Rich Copenhagen, president of student senate for California community colleges, pointed out that the reduction in course section offerings results in larger class sizes to compensate, lowering the class quality.
Budget cuts result in loss of part-time faculty as well as student services. Copenhagen spoke of a student who was left homeless after an under-staffed financial aid office was unable to process his application in time.
“It took them a year to get their financial aid check, which is now reduced because of the new the budget,”
“Its not the students who are coming back with a bachelors degree and know the system, its not the students who are coming from a family who has two Ph.D.s and come from a long line of college graduates, they’re not the ones who are being hurt as much as the students who need the support,” said Copenhagen.
Childcare is another service lost or cut at many campuses because of budget cuts, and without it many students are not able to attend classes.
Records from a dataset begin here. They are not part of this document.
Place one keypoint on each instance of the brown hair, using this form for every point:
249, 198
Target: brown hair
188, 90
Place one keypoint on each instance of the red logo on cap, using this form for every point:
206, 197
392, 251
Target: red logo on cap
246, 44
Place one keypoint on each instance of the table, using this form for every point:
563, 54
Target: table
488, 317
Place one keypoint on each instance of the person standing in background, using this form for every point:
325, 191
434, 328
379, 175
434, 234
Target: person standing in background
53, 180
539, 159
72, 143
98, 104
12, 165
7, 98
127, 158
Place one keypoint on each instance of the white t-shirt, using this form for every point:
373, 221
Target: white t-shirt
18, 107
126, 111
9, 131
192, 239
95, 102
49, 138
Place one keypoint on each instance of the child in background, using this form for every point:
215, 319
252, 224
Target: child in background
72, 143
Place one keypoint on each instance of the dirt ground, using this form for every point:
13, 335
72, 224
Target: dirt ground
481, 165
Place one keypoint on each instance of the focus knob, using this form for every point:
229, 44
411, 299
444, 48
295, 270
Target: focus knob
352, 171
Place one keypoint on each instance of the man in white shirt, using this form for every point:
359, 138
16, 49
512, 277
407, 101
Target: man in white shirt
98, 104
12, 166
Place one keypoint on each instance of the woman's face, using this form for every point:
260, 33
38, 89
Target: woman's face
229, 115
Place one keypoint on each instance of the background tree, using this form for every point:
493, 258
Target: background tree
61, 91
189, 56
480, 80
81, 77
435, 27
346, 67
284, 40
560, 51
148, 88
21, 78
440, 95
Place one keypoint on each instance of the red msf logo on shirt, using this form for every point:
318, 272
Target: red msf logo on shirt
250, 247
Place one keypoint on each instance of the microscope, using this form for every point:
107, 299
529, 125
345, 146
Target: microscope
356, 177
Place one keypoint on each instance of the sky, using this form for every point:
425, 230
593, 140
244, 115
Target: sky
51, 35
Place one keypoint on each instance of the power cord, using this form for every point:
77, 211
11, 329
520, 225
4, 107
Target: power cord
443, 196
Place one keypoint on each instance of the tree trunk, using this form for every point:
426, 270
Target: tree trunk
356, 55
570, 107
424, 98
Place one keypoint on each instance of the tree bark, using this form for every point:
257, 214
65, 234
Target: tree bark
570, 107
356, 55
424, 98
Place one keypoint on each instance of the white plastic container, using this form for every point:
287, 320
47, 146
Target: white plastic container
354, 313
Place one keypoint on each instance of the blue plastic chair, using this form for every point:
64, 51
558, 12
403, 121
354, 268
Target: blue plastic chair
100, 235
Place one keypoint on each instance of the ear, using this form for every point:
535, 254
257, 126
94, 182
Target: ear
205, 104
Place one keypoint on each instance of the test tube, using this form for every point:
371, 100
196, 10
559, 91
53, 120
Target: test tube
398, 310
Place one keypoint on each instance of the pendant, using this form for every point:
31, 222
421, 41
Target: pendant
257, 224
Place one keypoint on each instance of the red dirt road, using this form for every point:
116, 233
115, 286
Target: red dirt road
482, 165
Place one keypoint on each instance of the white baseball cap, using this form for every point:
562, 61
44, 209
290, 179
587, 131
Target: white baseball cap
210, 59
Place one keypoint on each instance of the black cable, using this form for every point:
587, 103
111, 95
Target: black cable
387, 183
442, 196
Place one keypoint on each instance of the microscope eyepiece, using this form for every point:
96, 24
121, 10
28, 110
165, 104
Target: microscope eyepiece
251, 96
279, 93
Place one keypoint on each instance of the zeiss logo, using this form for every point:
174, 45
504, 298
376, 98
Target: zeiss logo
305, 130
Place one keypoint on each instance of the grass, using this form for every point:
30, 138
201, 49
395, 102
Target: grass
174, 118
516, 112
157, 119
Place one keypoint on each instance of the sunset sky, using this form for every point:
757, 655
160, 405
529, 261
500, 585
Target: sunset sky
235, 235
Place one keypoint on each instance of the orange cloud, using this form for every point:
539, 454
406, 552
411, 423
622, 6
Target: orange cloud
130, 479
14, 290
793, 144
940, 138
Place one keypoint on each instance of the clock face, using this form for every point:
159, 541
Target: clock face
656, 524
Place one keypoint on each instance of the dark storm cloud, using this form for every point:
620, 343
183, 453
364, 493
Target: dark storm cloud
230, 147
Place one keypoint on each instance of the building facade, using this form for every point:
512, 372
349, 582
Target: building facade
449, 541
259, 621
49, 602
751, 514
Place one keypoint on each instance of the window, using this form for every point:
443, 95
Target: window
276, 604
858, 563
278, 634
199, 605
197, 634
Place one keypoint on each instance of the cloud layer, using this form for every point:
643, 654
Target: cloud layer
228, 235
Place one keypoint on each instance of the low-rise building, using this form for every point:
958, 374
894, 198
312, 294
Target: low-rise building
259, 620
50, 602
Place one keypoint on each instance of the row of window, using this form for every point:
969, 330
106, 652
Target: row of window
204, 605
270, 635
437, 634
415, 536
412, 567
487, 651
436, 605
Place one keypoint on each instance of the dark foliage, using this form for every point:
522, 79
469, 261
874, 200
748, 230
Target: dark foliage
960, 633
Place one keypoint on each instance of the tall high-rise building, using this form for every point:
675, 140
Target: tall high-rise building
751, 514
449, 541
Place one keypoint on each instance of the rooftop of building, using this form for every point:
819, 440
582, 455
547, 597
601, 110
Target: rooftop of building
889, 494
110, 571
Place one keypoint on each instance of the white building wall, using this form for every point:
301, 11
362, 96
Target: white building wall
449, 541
With the loss of special services, students who need help the most are being pushed out of higher education.
“Right now it’s not a matter of politics and whether or not you agree with taxing a little bit more on this person or that person. This tax proposal is a very clear step in the right direction in order to preserve the institutions that make California function.” said Copenhagen.
A distinction Skinner made is that Prop. 30 will not restore cuts that have already been made.
“It stops the bleeding, but doesn’t heal the patient,” he said.